Forum OpenACS Q&A: Tracking actual traffic usage with ad_returnfile_background?

I've been playing around the ad_returnfile_background for delivering large files and it works greats -- and scales well. However, I'll need to be able to track actually bandwidth usage for every file delivery, which seems to be easily doable with a trace filter when using ns_returnfile:

ad_proc -public filter_conncontext { conn arg why } {
ns_log notice "Actual bytes sent: [ad_conn contentsentlength]"
return filter_ok
}
ad_register_filter trace * * filter_conncontext

However, with the bgdelivery procs, the trace filter is invoked when the thread is sent to background, and contentsentlength is explicitly set to the size of the file being delivered. So even if the user cuts off the download prematurely, the access log and the value in ns_conn will show the entire file as having been sent.

Any good ideas or hints?

When bg_delivery is used, the connection thread is in charge for the request only until the header is returned. The actual spooling is performed by a separate thread. Releasing the connection thread asap is the primary reason for improved scalability. This has however consequences for trace filters, which are as well run at the time the connection thread is released (at a time the file is not yet delivered). This affects as well ns_log, which is implemented in aolserver as a trace filter.

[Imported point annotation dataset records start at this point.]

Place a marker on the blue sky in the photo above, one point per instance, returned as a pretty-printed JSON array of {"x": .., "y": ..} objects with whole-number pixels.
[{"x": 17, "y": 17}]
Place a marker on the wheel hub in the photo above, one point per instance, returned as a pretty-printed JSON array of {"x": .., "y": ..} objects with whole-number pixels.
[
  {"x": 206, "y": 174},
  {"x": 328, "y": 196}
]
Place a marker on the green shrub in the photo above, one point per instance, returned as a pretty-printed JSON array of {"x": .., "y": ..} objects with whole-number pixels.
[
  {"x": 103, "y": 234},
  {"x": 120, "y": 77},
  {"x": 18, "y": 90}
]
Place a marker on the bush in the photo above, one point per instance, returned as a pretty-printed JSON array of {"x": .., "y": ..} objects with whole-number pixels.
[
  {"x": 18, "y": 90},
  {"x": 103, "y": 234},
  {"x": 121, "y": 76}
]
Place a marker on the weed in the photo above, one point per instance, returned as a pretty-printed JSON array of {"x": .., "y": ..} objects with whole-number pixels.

When using bgdelivery, one can get the final amount of data by extending the proc "end-delivery" (4th argument). If there is interest, i can turn every delivery into an object, such one can register a mixin class to overload the behavior without changing the original procs.

-gustaf neumann

Thanks Gustaf,

I should've seen the commented ns_log line in the end-delivery proc and figured this out myself 😉

I'm not familiar with xotcl, so I'm wondering is there's an easy way for my "own" package to overwrite the end-delivery proc? So I could basically leave the xotcl-core package unchanges while getting a callback for my own logging needs after the connection is terminated? (That's basically the extent of my needs -- objectifying the delivery is probably overkill if I can just hack the way it's done at the moment.)

Thanks,
Steffen

Steffen,

turning the fileSpooler into an object is quite trivial and should have done at the first place already (i have committed this to CVS HEAD). One question is whether the fileSpooler and/or every spooling act should be an object. For the sake of making a minimal change, i objectified just the fileSpooler. Otherwise it would be possible to customize every single spooling act with different behavior.

By turning the file spooler into an XOTcl object, it is possible to overload/extend every method in multiple ways, such as e.g. via mixins (see e.g. http://nm.wu-wien.ac.at/research/publications/xotcl-tclconf.pdf).

When you upgrade from CVS, and add e.g. a file xotcl-core/tcl/custom-bgdelivery-procs.tcl with the content below, you can add your logging there. For the sake of performance, i would suggest to avoid blocking operations in the bgdelivery thread. Make sure, that the this code is sourced after bgdelivery-procs.tcl.

One can as well add the custom behavior dynamically at runtime of the server. This could be done e.g. via ds/shell by issuing there

 
bgdelivery do eval {
   Class customSpooler
   customSpooler instproc end-delivery args {
      ns_log notice "CUSTOM end-delivery $args"
      next
   }
   ::fileSpooler mixin add customSpooler
}
Adding/changeing behavior via ds/shell is often convenient for debugging or developing.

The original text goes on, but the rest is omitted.